Foreign Hackers Stole Information From Defense Contractors, Researchers Say

Foreign hackers are suspected of breaching several organizations, including defense contractors, and accessing sensitive information, according to a report by cybersecurity researchers.

Hackers stole documents from at least nine entities in the technology, defense, healthcare, energy and education industries after first breaching the organizations in September, according to research conducted by Palo Alto Networks. Researchers were not yet sure of the identities of the hackers but said they verified that several methods and tools used in the breaches are similar to those used by suspected Chinese hackers.

“Ultimately, the actor was interested in stealing credentials, maintaining access and gathering sensitive files from victim networks for exfiltration,” the researchers wrote.

The hackers reportedly breached and stole data from defense contractors, potentially compromising sensitive information sent by the Department of Defense to the contractors, according to the researchers.

“In aggregate, access to that information can be really valuable,” Ryan Olson, vice president of threat intelligence at Palo Alto Networks, told CNN. “Even if it’s not classified information, even if it’s just information about how the business is doing.”

The hackers were reportedly able to access the organizations by exploiting vulnerabilities in their cloud software from technology company Zoho, allowing them to deploy a tool called KdcSponge that stole passwords and sensitive documents.
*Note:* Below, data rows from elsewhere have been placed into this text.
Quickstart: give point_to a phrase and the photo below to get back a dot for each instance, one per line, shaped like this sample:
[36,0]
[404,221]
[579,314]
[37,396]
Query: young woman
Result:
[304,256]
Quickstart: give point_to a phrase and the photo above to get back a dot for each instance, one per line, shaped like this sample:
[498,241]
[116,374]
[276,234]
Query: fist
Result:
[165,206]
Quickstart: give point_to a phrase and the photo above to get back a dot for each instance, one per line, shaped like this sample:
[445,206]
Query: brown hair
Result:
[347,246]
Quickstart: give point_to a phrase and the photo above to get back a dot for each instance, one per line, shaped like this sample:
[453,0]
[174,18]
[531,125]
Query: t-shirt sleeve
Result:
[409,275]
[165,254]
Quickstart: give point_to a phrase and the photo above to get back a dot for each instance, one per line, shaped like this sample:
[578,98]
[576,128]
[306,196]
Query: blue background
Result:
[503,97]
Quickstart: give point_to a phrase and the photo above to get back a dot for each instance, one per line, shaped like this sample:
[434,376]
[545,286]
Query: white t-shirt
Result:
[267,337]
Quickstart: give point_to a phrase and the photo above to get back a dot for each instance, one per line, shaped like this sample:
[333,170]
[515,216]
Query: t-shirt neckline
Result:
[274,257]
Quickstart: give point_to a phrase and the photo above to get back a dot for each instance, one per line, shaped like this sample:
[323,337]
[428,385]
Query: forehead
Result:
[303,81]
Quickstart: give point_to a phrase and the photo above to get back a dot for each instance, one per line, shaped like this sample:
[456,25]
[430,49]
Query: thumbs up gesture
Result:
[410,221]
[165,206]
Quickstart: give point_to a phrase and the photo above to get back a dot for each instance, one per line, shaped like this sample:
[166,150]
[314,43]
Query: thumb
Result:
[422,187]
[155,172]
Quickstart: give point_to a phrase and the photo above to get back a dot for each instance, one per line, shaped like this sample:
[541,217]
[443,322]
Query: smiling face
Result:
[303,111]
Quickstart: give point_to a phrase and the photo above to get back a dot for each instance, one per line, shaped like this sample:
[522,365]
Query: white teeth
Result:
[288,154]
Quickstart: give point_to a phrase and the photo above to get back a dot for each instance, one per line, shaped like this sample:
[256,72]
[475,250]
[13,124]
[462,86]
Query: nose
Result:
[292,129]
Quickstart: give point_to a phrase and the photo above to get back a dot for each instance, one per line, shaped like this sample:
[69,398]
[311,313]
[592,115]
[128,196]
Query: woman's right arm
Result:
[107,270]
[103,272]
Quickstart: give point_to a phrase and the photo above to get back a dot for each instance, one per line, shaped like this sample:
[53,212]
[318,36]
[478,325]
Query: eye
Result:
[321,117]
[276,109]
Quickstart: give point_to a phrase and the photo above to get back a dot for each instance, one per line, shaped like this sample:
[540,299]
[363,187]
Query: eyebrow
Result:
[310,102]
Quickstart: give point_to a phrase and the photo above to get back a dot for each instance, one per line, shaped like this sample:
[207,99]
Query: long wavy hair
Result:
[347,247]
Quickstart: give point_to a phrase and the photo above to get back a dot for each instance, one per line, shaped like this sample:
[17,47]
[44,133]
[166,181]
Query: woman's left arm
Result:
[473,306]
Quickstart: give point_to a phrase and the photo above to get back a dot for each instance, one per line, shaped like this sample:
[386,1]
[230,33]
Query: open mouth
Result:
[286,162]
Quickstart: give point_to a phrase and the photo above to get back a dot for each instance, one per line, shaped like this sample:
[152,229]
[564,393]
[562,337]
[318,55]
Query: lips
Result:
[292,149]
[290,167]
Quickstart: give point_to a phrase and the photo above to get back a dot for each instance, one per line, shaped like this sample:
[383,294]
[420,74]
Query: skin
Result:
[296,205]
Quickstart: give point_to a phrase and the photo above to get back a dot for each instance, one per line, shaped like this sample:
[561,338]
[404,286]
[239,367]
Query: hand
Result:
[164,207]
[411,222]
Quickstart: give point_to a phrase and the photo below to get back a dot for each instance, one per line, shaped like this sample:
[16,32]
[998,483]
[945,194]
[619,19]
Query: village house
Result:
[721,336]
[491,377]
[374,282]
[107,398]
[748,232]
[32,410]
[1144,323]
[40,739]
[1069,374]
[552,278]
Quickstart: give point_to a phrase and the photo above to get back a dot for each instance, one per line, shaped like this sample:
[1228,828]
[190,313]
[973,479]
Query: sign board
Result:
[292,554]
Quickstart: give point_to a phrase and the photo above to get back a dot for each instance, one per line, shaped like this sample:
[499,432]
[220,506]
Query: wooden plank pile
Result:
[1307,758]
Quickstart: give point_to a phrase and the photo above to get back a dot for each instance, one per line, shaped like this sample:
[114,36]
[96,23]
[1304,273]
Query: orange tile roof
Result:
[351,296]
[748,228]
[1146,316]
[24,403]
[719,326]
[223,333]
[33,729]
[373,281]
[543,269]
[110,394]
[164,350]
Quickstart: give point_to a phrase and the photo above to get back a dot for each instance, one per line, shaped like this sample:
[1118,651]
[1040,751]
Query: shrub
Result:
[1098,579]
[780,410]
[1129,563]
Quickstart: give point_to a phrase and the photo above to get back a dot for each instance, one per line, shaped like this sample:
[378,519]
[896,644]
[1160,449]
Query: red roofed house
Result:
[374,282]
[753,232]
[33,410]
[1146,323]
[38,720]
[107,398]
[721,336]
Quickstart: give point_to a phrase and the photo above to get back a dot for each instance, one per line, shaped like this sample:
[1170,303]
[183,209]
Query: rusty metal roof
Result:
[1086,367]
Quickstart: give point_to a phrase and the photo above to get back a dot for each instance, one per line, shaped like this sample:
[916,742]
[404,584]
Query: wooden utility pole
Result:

“KdcSponge is a novel credential-stealing tool that is deployed against domain controllers to steal credentials. KdcSponge injects itself into the Local Security Authority Subsystem Service (LSASS) process and will hook specific functions to gather usernames and passwords,” the researchers wrote.

When reached for comment, the Cybersecurity Infrastructure and Security Agency’s (CISA) executive assistant director for cybersecurity Eric Goldstein told the Daily Caller News Foundation that the agency is working with Palo Alto Networks to respond to the threat.

“Through the Joint Cyber Defense Collaborative (JCDC), CISA worked with Palo Alto Networks to understand, amplify, and drive action in response to the activity identified in this report,” Goldstein said. “This partnership reflects the value of the JCDC, in which government and the private sector work together to gain visibility and reduce risks that no organization can achieve alone.”